Even if all guitar straps are adjustable, you should ask which corresponds the most to your own style.
Do you like to:
- Strum down by your knees?
- Have your sound board at your hips?
- Play the guitar horizontally, or with your handle tilted upwards?
- Feel your guitar pressed against your stomach?
- Be able to do rocking motions with your instrument?
You will need to buy an extra-long XXL strap if you prefer to play with your arms extended relatively far.
Inversely, of course—if you like to have your guitar pressed against your stomach—you should opt for a shorter length strap.
The key is—like for a sweater or a pair of jeans—to know what size strap to choose between S, L, M, XL, or XXL. To figure it out, it’s simple: all you have to do is measure the distance from the guitar to your shoulder!
Different sizes of straps are all adjustable to different degrees. The smallest are around 30 inches and the XXL can reach 78 inches.
And while we’re on the subject of size, let’s also talk about the width of the strap!
The heavier the guitar, the more weight your shoulders have to support. It’s logical.
Should we play guitar with a clothesline or kitchen cord as a strap around our shoulders? No.
So, a large strap will help to support a guitar or a heavy bass without causing pain or irritation due to friction.
Generally, the wider guitar straps range from 2 to 3 inches. But it’s really up to the individual player to decide what he or she prefers.
Find a guitar tutor or online guitar lessons to learn to rock that guitar strap!
The Fastenings and Attachments of the Guitar Strap
This is one of the most important criterion when buying a strap for string instruments: the fastening or strap lock!
It is always vexing to buy a guitar strap of bad quality that slackens, comes undone at the end, just a few months after purchasing.
This happened to me personally.

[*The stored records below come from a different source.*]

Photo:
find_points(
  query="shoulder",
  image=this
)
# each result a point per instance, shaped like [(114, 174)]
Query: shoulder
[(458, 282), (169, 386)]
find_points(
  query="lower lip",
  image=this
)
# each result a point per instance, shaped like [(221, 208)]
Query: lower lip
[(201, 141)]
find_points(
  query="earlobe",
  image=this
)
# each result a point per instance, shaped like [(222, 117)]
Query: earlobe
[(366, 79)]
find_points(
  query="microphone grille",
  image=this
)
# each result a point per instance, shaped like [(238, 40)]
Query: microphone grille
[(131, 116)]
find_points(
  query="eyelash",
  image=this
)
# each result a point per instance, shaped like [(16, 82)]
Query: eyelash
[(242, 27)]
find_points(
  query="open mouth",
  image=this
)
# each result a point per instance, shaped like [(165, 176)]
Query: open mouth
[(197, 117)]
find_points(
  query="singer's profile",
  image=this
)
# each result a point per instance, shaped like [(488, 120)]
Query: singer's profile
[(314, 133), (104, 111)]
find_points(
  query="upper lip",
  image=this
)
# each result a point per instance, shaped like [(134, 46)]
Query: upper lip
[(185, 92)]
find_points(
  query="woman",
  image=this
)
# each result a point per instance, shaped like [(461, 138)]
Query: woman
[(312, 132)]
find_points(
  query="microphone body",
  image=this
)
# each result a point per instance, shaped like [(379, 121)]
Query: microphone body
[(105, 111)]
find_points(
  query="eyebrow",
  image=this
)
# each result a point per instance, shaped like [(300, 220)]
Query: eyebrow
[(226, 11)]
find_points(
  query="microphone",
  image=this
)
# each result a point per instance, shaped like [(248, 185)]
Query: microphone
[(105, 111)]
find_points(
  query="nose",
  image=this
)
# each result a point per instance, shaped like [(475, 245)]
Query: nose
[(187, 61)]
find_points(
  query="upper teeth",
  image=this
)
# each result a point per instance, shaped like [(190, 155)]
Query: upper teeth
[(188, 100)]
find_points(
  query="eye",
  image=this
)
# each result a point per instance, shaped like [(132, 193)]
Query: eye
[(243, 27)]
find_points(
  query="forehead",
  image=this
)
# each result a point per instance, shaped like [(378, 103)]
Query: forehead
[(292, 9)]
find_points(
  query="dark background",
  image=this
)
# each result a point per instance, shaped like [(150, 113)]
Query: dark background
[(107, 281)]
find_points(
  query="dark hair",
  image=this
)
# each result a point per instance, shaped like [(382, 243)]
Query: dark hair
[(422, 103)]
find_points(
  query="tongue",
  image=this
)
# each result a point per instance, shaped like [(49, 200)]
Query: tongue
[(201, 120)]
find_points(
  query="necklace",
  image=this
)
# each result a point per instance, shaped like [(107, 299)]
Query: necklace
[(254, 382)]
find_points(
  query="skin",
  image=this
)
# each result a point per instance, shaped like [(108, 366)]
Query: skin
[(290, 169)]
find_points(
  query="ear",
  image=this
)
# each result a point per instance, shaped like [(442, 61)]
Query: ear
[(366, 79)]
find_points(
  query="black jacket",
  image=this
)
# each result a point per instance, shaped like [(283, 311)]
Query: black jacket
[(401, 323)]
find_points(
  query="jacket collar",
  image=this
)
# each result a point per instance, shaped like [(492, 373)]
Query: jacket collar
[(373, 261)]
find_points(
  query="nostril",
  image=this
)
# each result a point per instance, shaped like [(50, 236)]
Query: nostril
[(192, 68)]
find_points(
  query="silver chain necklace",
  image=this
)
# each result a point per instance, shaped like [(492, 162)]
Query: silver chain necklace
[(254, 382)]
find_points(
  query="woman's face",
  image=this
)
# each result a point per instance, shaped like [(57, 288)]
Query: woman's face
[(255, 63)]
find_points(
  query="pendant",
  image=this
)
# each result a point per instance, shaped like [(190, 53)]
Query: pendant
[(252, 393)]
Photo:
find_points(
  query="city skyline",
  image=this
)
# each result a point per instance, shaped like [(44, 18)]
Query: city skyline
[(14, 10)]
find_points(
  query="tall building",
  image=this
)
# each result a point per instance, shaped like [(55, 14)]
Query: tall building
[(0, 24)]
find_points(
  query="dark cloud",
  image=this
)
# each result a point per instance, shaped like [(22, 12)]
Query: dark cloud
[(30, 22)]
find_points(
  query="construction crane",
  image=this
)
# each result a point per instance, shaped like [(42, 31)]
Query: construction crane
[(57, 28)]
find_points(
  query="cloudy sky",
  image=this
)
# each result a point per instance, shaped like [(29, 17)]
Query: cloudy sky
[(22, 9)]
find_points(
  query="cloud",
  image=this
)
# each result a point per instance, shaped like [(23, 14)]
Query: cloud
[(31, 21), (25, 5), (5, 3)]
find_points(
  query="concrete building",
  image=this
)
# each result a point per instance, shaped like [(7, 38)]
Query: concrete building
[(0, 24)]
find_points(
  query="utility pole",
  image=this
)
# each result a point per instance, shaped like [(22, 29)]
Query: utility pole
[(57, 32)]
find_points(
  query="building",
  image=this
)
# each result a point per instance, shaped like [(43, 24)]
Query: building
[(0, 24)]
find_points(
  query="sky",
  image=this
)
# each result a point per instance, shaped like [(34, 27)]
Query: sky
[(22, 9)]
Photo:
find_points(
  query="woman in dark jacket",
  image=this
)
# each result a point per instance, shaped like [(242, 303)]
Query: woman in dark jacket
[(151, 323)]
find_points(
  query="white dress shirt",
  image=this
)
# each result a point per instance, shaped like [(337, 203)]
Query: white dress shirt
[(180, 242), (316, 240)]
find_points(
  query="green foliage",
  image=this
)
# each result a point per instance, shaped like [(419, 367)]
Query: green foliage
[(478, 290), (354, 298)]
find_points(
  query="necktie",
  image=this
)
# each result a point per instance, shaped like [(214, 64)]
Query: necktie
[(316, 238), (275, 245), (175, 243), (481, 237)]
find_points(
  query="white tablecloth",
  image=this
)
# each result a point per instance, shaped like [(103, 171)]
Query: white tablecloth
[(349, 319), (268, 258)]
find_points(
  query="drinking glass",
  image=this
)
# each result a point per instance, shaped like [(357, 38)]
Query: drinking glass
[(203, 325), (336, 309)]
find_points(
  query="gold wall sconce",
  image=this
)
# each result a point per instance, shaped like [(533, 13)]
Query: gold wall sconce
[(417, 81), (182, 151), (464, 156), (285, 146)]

I invested in an expensive strap, which ripped soon after.
Since then, I always pay attention to the sturdiness of the attachments of the straps and I take the price into account when I’m looking for a new strap for my Ibanez electro-acoustic guitar.
It can be useful to protect yourself with some “lock-it straps,”those little guitar accessories initially commercialized by the Gibson brand.
These are fasteners for straps with a locking system: they can be found at any price, from 3 to 30 dollars, and have a small screw that fastens at the end that attaches to the new guitar strap.
The strap is thus locked in to the knob, and the guitar player doesn’t have to worry about their many movements; even if you are playing on a beginner guitar, the strap won’t come undone during a concert, a jam session, or a rehearsal.
Choosing a Guitar Strap According to Aesthetics
String instruments undoubtedly reflect a certain style: the guitar player is often at the front of a stage, everyone watching him or her although there are numerous instruments behind them, such as brass instruments, percussion, wood, wind instruments, etc.
With the guitar or bass strap, the musician gives himself a certain look depending on the different patterns, inscriptions, and colors of the strap.
Personally, I wouldn’t opt to wear, for example, a pink guitar strap decorated with skulls or flags.
It’s a matter of personal taste.
None of the guitar straps for sale at the music store are attractive? Are they too colourful? Not original enough?
And does the array of guitar strings on display boggle your mind?
There is a site, Strap Graphics, where you can design your own strap that matches your particular look. Cool, right?